あべのハルカス美術館 『恐ろしいほど美しい 幕末土佐の天才絵師 絵金』(2023年4月22日~ 6月18日)

 幕末から明治初期にかけて数多くの芝居絵屏風などを残した「絵金」こと土佐の絵師・金蔵の魅力を代表作の数々で紹介する。私は「土佐の絵金」の名前を、いつ、誰から教わったのだろう? 実は15年近く前にも同じことをつぶやいているのだが、全く記憶がない。まだネットもなかった学生時代に、何かの縁でこの絵師の存在を知って、ずっと憧れていた。2007年には赤岡の「絵金まつり」を見に行って、絵金の作品を浴びるほど見た。その後、2010年に板橋区立美術館の『諸国畸人伝』、2020年に江戸博とあべのハルカスの『奇才 江戸絵画の冒険者たち』にほんの数点だけ出ていたが、全然物足りなかった。そうしたら「絵金」を冠したこの展覧会(巡回なし)! あべのハルカスさんありがとう!!

 なお、図録冒頭の「ごあいさつ」によれば、1966年には雑誌『太陽』で特集されたのを契機に「絵金」は小説・舞台・映画になるなど一時ブームとなり、「1970年前後には東京、大阪の百貨店などで絵金展が開催されました」とある。えええ、こんな「血みどろ絵」を百貨店で展示していたのか。まあ1970年前後って、まだ大都市にも「猥雑」や「混沌」の残る時代だったかもしれない。

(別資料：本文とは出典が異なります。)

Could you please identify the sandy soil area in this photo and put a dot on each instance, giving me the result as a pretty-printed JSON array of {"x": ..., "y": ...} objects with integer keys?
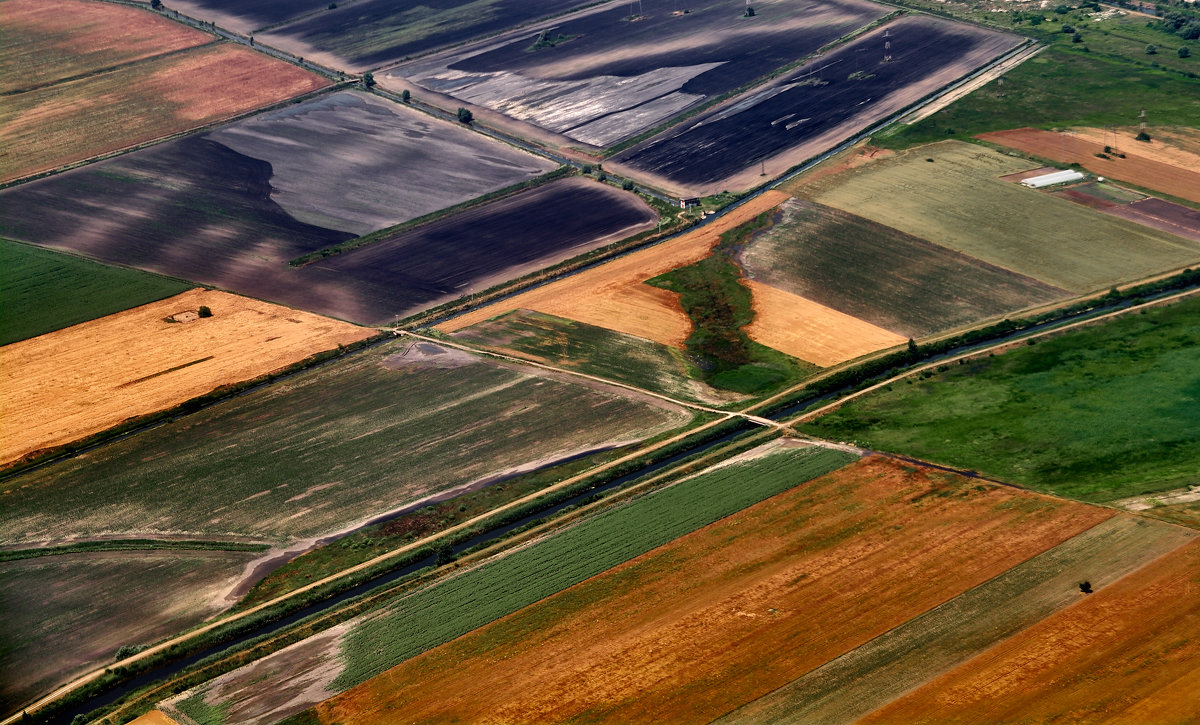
[
  {"x": 87, "y": 378},
  {"x": 811, "y": 331},
  {"x": 1174, "y": 172},
  {"x": 613, "y": 294}
]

 会場の第1室に並んだ芝居絵屏風は、いずれも香南市赤岡町の所蔵で、よく紹介されるので、見覚えのあるものだった。第2室は「高知の夏祭り」と題して、絵金の芝居絵屏風を飾る習俗を再現。これは高知市朝倉の朝倉神社の夏祭りの屏風台である。提灯の照明が明るくなったり暗くなったりすると、絵の雰囲気が変わるのもおもしろい。

 これは香美市の八王子宮の夏の大祭。異国の妖怪・手長足長を飾りとする拝殿風の屏風台に5枚の芝居絵屏風を並べる。

 このほかにも『忠臣蔵』や『釜淵双級巴(かまがふちふたつどもえ)』(石川五右衛門が主人公)の絵馬提灯、『土佐震災図絵』『土佐年中風俗絵巻』など、私の知らなかった絵金作品をたくさん見ることができて興奮した。

 10年~15年前に私が絵金の芝居絵屏風を見たときは、視覚的なカッコよさに一目惚れしたのだが、細々と歌舞伎や文楽を見続けてきたおかげで、あの狂言のあの場面、この人物をこう描くのね、という理解が、むかしより進んだように思う。やはり芝居の筋を知っていると、どんなに陰惨で残酷な場面でも、そこに至るまでの物語が喚起されて、味わいが加わる。絵金の芝居絵、幼い子供が悲惨な目にあっているものが多いように思うのだが、これは絵金の嗜好というより、日本の(近世の)芝居に子供の悲劇が多いのかもしれない。

 本展には、絵金ふうの芝居絵や武者絵を残した絵師たちも紹介されており、河田小龍の作品もあった。図録には「土佐における江戸末まら明治初期の地芝居の状況について」(藤村忠範)という興味深い論考もあり(これから読む)、資料として「明治初期高知歌舞伎興行年表」も付いている。会場で貰った『高知 絵金に出会えるガイドブック2023』(創造広場「アクトランド」他)には、芝居絵屏風を見ることのできる施設・祭礼の情報がまとまっていて便利。高知、近いうちに行かなくちゃ。